Thomas Friedman, the acclaimed Foreign Affairs New York Times columnist, spoke last week at the World Affairs Council in downtown San Francisco. The aim of this talk was to discuss the confluence of four major 21st-century trends: the growing Chinese economy, the impact of technology on society, shifting demographics within countries, and global connectivity through trade. The most astonishing aspect of the talk, however, was Friedman’s revelation about the Syrian Civil War.

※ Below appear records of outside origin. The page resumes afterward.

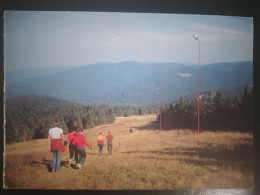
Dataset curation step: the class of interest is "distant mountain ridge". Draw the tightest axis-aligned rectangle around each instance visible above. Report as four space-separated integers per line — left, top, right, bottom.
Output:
6 61 253 105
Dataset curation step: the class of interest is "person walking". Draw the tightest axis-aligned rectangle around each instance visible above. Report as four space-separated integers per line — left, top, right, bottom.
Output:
72 128 89 169
65 127 78 167
48 120 66 172
97 132 104 156
106 132 113 154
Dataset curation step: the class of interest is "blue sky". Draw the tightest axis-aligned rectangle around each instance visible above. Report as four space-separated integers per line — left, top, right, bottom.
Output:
4 11 253 71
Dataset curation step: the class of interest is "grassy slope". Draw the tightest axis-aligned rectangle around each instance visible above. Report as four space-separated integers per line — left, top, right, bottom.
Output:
5 115 253 189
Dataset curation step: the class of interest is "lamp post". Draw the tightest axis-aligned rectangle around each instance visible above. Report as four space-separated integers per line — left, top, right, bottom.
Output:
158 87 162 130
193 34 200 134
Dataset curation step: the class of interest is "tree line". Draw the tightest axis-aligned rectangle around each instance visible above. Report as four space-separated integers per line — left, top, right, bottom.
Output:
157 85 254 132
5 95 157 144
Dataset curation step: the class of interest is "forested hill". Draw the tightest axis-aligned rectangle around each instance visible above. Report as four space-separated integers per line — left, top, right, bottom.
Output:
6 95 115 143
6 61 253 106
5 95 158 143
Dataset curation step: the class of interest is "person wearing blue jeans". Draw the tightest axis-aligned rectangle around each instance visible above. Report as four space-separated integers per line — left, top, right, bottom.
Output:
52 150 61 171
72 128 89 169
77 148 87 167
48 120 65 172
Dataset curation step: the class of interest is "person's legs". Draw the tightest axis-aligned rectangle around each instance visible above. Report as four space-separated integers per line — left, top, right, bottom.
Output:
55 151 61 171
78 148 86 166
51 151 57 171
69 143 74 162
98 144 103 155
73 145 79 163
100 145 103 154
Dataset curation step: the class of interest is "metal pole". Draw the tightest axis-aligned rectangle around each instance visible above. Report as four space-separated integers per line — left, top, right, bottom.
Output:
158 87 162 130
160 89 162 130
198 39 200 134
193 34 200 134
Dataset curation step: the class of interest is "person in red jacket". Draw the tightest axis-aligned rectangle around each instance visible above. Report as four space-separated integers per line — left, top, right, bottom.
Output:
106 132 113 154
72 128 89 169
97 132 104 156
65 127 78 167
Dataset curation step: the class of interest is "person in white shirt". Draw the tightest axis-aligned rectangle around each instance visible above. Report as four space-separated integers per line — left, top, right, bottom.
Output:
48 120 65 172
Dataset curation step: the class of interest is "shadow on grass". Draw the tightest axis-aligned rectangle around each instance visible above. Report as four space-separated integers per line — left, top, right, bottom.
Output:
132 121 160 131
123 144 254 172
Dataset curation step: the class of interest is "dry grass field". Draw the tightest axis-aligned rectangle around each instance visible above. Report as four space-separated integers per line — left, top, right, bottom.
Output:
4 115 254 190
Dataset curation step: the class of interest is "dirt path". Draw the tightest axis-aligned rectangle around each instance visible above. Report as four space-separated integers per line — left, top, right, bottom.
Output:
5 115 253 189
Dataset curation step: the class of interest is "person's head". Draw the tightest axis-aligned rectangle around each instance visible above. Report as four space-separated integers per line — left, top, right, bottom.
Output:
76 127 83 133
69 127 77 133
53 119 59 127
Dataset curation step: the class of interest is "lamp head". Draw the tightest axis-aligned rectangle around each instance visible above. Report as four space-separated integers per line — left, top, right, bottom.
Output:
193 34 199 40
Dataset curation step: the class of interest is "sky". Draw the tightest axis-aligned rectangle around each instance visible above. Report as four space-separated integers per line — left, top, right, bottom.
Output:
4 11 254 71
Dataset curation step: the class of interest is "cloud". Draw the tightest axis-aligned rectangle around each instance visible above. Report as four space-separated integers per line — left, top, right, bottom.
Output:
193 23 244 35
179 73 192 77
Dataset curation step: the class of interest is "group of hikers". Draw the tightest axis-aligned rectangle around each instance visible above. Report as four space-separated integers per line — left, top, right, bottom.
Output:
48 120 113 172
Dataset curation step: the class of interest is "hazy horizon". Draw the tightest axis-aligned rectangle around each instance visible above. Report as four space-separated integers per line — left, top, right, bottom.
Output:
4 11 253 71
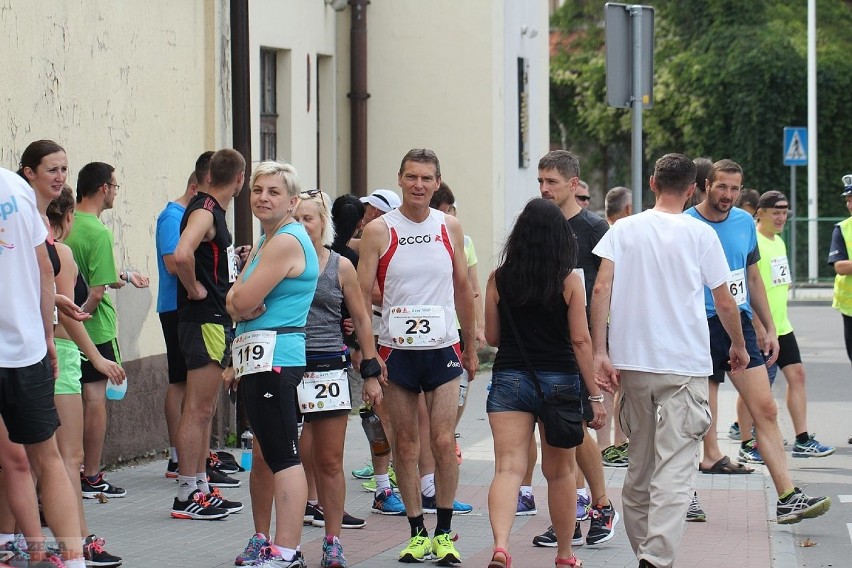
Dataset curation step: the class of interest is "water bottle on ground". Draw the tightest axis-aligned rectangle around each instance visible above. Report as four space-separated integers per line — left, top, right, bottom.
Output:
359 406 390 456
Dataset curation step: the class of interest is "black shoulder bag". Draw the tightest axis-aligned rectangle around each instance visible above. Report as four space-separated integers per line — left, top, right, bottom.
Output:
498 291 586 448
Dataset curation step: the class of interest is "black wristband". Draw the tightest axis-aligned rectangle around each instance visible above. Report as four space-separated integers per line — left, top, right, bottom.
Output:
361 357 382 379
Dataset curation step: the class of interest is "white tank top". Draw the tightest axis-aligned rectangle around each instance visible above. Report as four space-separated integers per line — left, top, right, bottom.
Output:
377 209 459 349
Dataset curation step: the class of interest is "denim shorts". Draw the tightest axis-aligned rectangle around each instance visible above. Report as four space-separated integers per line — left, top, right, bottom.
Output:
485 369 580 416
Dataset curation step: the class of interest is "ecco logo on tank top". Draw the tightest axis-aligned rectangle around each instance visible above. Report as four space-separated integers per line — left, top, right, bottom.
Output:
399 235 432 246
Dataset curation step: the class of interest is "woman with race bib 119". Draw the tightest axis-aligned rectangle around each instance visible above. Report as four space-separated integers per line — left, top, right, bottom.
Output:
225 162 319 568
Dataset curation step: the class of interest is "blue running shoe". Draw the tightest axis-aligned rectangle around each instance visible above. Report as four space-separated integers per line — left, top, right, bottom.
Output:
577 495 592 521
793 434 835 458
370 487 405 515
421 494 473 515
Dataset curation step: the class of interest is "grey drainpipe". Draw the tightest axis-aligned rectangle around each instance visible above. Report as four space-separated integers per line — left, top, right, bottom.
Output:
348 0 370 197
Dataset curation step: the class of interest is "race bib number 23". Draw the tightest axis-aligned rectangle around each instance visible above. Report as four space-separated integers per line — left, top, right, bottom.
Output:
388 306 447 349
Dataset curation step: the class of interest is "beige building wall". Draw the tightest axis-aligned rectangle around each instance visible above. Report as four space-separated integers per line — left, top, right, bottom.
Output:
337 0 548 285
249 0 337 195
0 0 227 360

While many can come up with an entire textbook of reasons for the intractable conflict, climate change is almost never mentioned. Friedman claims the two are inextricably linked. He points to the fact that Syria experienced a particularly severe drought three years leading up to the dawn of the revolution. According to a 2015 study published by the Proceedings of the National Academy of Sciences, between 2007 and 2010 surface temperature in the region steadily increased, while rainfall dropped. This had huge impacts on food security and production. For the first time in decades, the Syrian government was importing wheat because of shortages. Widespread crop failure was experienced all over the country. Prices for basic goods skyrocketed, and as many as 1.5 million rural citizens fled to urban centers. The government, ruled by Bashar al-Assad, was now becoming more unstable. Assad was dealing with food and water shortages. Added onto that was the mounting dissent against Middle Eastern governments surrounding Syria, also known as the Arab Spring. The intense migration of rural citizens into the cities leading up to 2010 magnified the social stresses already felt by the Bashar al-Assad government. It might have even been the tipping point. Within a year the entire country would fall into chaos. Almost five years later, the conflict shows no signs of letting up.

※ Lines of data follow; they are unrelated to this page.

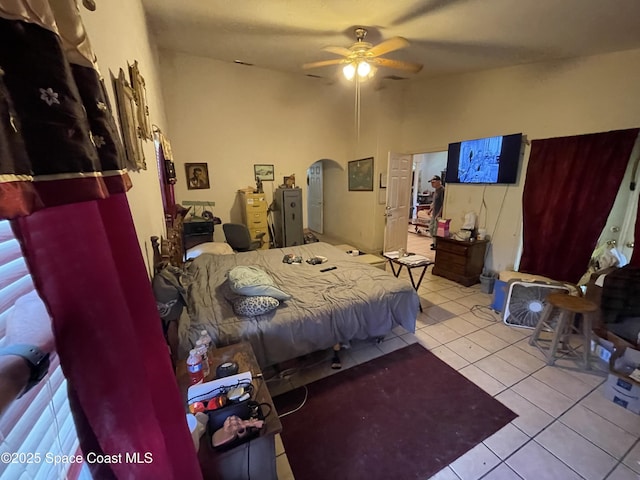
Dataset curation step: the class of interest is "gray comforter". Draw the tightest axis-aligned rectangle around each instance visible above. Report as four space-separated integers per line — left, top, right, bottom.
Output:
180 243 419 368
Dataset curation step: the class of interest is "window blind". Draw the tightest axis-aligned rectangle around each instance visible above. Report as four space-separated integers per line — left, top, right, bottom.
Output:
0 220 87 480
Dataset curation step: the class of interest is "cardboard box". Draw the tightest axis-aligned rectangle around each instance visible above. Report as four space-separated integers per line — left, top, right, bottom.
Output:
604 347 640 415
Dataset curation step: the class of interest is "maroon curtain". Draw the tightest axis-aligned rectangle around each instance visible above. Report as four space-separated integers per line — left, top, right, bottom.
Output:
520 129 639 283
14 194 201 480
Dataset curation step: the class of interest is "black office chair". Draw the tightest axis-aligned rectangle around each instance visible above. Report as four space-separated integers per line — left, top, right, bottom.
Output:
222 223 265 252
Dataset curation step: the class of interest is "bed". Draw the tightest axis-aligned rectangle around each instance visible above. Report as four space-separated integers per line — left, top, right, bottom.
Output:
150 223 419 368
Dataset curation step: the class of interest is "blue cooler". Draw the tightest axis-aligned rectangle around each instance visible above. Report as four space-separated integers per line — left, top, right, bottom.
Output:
491 278 509 313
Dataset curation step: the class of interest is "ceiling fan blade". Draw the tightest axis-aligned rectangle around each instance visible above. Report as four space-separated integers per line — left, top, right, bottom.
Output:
367 37 409 57
373 58 422 73
302 58 344 70
323 47 353 57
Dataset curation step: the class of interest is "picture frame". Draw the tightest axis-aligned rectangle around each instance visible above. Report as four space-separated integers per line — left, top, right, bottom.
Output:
348 157 373 192
111 68 147 172
282 175 296 188
129 60 153 141
253 163 275 182
184 163 211 190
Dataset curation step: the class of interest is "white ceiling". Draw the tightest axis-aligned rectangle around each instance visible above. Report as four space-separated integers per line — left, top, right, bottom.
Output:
143 0 640 78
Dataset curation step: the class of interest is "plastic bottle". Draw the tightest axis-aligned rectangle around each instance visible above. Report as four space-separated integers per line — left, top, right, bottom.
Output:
196 338 211 378
187 348 204 385
196 330 213 371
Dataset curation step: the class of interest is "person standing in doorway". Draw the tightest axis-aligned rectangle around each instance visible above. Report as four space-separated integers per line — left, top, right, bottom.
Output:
429 175 444 250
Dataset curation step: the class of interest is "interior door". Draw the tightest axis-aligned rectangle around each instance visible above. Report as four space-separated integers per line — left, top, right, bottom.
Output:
307 161 324 233
384 152 413 252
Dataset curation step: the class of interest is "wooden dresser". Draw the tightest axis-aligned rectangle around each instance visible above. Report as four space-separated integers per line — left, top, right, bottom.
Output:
432 237 489 287
238 191 270 250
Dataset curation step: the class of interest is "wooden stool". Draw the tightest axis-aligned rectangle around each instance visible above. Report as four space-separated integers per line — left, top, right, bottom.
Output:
529 293 598 370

It is easy to forget that those of us in San Francisco are also experiencing a drought. Apart from the 5-minute shower timers in the university dorms and the “Brown is the New Green” campaign signs, our overall lifestyle has not changed. Students can still go to the cafeteria and grab raspberries imported from Mexico. If we are thirsty, there is water readily available across campus. As if we could not get any luckier, our government was not built on the same rocky foundation similar to that of Assad’s (CIA World Factbook shows a 1970 coup d’état placed Bashar’s father, Hafez al-Assad into power; Bashar would later presume power in 2000). America has a strong democratic tradition combined with plentiful resources. It is a luxury that we San Franciscans can go through a drought similar in magnitude to Syria’s, yet still carry on our lives normally. However, we must utilize this luxury responsibly. It is a double-edged sword that we must pick up on the right side. Since our daily lives do not include barrages of rockets raining down on us, we have the time and space to effectively combat climate change. Compared to a Syrian citizen, our lives are fairly distraction free on a macroscale. It is with this incredible fortune that San Francisco can be a great example for the rest of the world in combatting climate change. We have the stability and resources where others do not.
Towards the end of Friedman’s discussion, he claimed that if you “change America you change the world.” As he puts it, America is the “Archimedes point” of global change. This is not to say we have all the right answers. We get things wrong, too. But as residents of an incredibly privileged and fortunate city, it is our duty to recognize our unique position in the world. We must realize we have the freedom to combat climate change while others don’t have the infrastructure nor the support to do so . I urge all of San Francisco to start using our great innovative base to implement change. Whether that is choosing to compost, or dreaming of the next Tesla Motors, our city and country has the advantage in becoming the driving force against climate change.